Python vs Ruby vs Rust

OverviewDecisionsComparisonAlternatives

Overview

Ruby
Ruby
Stacks46.0K
Followers21.8K
Votes4.0K
GitHub Stars23.0K
Forks5.5K
Python
Python
Stacks262.9K
Followers205.4K
Votes6.9K
GitHub Stars69.7K
Forks33.3K
Rust
Rust
Stacks6.1K
Followers5.0K
Votes1.2K
GitHub Stars107.6K
Forks13.9K

Python vs Ruby vs Rust: What are the differences?

Introduction:

Python, Ruby, and Rust are three popular programming languages used for web development, among other purposes. While they share similarities in terms of high-level syntax and object-oriented programming, there are key differences between them that set them apart. This article will discuss six significant differences between Python, Ruby, and Rust.

  1. Syntax and Code Readability: Python is known for its simple and readable syntax, making it easy to learn and understand. It uses indentation and whitespace to denote code blocks, which helps maintain a clean and consistent code structure. Ruby, on the other hand, focuses on developer productivity and elegance. It offers a more flexible syntax with a variety of different styles and approaches, allowing developers to write code in their preferred way. Rust, being a systems programming language, has a stricter syntax designed for memory safety and performance. It emphasizes explicitness and enforces strict rules, making it less forgiving but more secure.

  2. Purpose and Use Cases: Python is a versatile language known for its ease of use and is widely used for web development, scientific computing, data analysis, and machine learning.

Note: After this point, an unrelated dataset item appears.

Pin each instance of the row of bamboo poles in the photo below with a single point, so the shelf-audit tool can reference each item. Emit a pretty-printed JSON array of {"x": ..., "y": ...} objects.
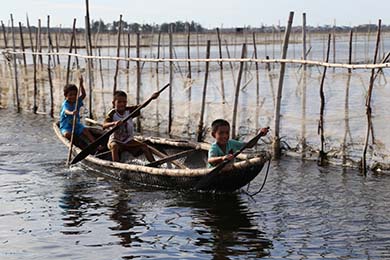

Ruby is known for its focus on developer happiness and is commonly used for web development, especially with the Ruby on Rails framework. It emphasizes productivity and convention over configuration. Rust, on the other hand, is designed for systems programming, emphasizing memory safety, low-level control, and performance. It is often used for creating fast and reliable systems software.

  3. Concurrency and Parallelism: Python has a Global Interpreter Lock (GIL), which limits concurrent execution of multiple threads, making it less suitable for CPU-intensive tasks. However, Python offers tools and libraries like asyncio and multiprocessing to achieve concurrency and parallelism. Ruby, similar to Python, also has a GIL, which restricts true parallel execution. It employs a cooperative threading model with event-driven frameworks like EventMachine for concurrency. Rust, being a systems programming language, allows for fine-grained control over concurrency and parallelism through its ownership and borrowing system, making it suitable for highly concurrent tasks.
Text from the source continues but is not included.